Hi, we are working with XML files that can be as big as 6Mb. Some XML documents that obey to a certain condition must be duplicated where only 2 elements need to change value. I thought using XPath to select the 2 XML elements and updating. But as far as I know, you can only update elements after selection with XPath if you use the JDOM XPath class. Using the JDOM XPath class implicates that you first have to build a JDOM in memory tree representation of the XML document. This can be quite dramatic when a JDOM tree is build in memory from a 6Mb XML document. A solution to this problem is to use an XSLT stylesheet with Xalan where we give the new values for the 2 elements as parameters to the Transformer class. Xalan will use a event driven parser like Xerces that makes use of streams. Are there any other possibilities? I think we're not the only people that need to change a couple element values in a XML with as little overhead as possible. Best regards, Mark
- Posted by: Mark Noten
- Posted on: December 19 2006 07:36 EST
If all you are doing is changing simple textual values in two elements in a large document, you would be best using the SAX API. However, the question is how easily you can identify those two elements when the parser reaches them. Since you didn't post the XPaths, I can't comment on how easy or difficult it will be. If the XPaths aren't too complicated, you can probably track the context in SAX. There is, as it happens, some discussion of this in an XML APIs chapter that I wrote in the soon to be released book "Advanced XML Applications from the Experts at The XML Guild": http://www.amazon.com/XML-Power-Comprehensive-Guide-Guides/dp/1598632140/ Cheers, Tony.
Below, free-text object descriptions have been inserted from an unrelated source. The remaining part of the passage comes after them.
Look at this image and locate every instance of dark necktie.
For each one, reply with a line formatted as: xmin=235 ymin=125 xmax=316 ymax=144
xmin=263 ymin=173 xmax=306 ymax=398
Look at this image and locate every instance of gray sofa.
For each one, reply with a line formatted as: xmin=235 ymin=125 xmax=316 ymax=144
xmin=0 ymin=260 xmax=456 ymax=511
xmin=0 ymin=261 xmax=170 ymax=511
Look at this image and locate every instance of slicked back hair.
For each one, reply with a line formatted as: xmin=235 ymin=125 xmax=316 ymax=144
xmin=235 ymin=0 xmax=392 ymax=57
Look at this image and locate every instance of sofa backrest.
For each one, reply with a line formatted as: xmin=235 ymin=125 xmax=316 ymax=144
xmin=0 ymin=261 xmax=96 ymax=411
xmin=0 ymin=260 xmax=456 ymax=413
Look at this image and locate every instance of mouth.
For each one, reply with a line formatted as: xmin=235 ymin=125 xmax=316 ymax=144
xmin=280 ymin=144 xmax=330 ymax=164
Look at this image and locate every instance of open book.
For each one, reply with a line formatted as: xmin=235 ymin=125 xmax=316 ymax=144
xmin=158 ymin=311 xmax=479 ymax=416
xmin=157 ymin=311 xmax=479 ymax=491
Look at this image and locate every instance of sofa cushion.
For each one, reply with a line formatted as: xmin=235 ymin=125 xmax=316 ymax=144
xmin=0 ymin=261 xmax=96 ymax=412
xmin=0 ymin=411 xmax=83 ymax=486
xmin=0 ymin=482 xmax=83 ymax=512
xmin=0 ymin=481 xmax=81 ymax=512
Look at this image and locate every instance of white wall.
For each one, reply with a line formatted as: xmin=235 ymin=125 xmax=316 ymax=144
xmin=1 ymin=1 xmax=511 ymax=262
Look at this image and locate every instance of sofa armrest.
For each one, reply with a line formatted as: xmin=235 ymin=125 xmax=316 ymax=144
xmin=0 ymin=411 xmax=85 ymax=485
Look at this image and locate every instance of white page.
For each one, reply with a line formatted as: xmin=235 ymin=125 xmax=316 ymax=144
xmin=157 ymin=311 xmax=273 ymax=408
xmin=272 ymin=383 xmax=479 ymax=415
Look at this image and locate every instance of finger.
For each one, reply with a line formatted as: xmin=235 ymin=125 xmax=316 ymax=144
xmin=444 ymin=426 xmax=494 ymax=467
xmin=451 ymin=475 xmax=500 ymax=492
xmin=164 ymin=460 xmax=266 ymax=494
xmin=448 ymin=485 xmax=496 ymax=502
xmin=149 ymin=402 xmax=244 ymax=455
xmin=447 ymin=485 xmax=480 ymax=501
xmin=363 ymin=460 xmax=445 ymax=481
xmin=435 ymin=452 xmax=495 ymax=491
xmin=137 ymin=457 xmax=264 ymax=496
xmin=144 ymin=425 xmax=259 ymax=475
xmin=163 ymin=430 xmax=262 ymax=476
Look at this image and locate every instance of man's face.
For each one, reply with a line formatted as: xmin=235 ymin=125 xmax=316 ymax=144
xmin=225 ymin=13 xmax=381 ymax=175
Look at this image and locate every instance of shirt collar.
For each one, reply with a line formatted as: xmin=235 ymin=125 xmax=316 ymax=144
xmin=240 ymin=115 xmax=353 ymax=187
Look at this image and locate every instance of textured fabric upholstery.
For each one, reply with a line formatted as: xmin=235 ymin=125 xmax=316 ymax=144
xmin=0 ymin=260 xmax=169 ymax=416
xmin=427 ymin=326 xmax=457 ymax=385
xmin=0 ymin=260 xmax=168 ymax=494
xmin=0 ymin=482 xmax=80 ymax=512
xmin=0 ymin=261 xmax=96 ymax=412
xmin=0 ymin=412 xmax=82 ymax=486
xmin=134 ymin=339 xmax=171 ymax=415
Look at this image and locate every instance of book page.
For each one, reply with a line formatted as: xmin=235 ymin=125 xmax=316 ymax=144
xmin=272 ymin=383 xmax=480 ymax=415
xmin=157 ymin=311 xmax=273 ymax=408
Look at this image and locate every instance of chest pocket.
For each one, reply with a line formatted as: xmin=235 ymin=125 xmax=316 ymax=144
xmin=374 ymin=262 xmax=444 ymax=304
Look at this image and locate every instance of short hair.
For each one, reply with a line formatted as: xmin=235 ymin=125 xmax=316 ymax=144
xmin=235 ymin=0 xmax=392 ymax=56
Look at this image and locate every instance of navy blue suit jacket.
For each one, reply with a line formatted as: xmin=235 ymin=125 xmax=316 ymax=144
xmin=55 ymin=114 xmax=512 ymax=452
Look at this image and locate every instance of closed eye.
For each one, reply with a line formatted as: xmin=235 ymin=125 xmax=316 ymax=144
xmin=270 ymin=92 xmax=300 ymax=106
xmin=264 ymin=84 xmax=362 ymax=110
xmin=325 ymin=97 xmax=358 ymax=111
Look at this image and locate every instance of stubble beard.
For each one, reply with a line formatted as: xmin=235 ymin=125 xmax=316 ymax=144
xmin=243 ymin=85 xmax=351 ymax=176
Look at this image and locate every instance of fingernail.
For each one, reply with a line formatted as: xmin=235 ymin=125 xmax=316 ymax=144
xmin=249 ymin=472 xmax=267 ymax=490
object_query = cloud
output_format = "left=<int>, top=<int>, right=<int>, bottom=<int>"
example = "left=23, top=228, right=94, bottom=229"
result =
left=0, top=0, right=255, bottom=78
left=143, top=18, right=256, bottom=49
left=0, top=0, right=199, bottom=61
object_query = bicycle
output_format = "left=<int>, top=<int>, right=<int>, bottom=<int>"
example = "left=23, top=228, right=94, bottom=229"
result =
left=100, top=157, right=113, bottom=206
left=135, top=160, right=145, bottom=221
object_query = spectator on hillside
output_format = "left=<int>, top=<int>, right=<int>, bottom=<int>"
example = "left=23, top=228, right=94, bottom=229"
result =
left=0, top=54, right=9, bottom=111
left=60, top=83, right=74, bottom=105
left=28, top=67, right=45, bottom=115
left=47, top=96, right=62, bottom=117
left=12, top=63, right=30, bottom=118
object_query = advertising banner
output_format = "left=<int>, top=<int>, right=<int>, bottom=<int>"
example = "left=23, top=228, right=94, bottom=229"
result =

The XML file is quite big but the elements that need to change value are on top (the XXX and YYY value). XXX YYY false ... up to 6 Mb of content ... So a simple SAX2 handler from Xerces that extends the DefaultHandler base implementation could delegate the SAX events to an XMLSerializer that acts like a document handler. When a SAX2 event is raised at the start of the element we could set a flag so that the characters method in the handler does not write XXX to the ByteArrayOutputStream but a specified value. What I know of Xerces is that it has support for SAX version 2. Is there any reason (performance, stability, ...) for choosing the SAX API over the Xerces API? Thank again Tony for your quick reply!
The SAX API is implemented by various parsers. By all means use Xerces and its SAX implementation. Cheers, Tony.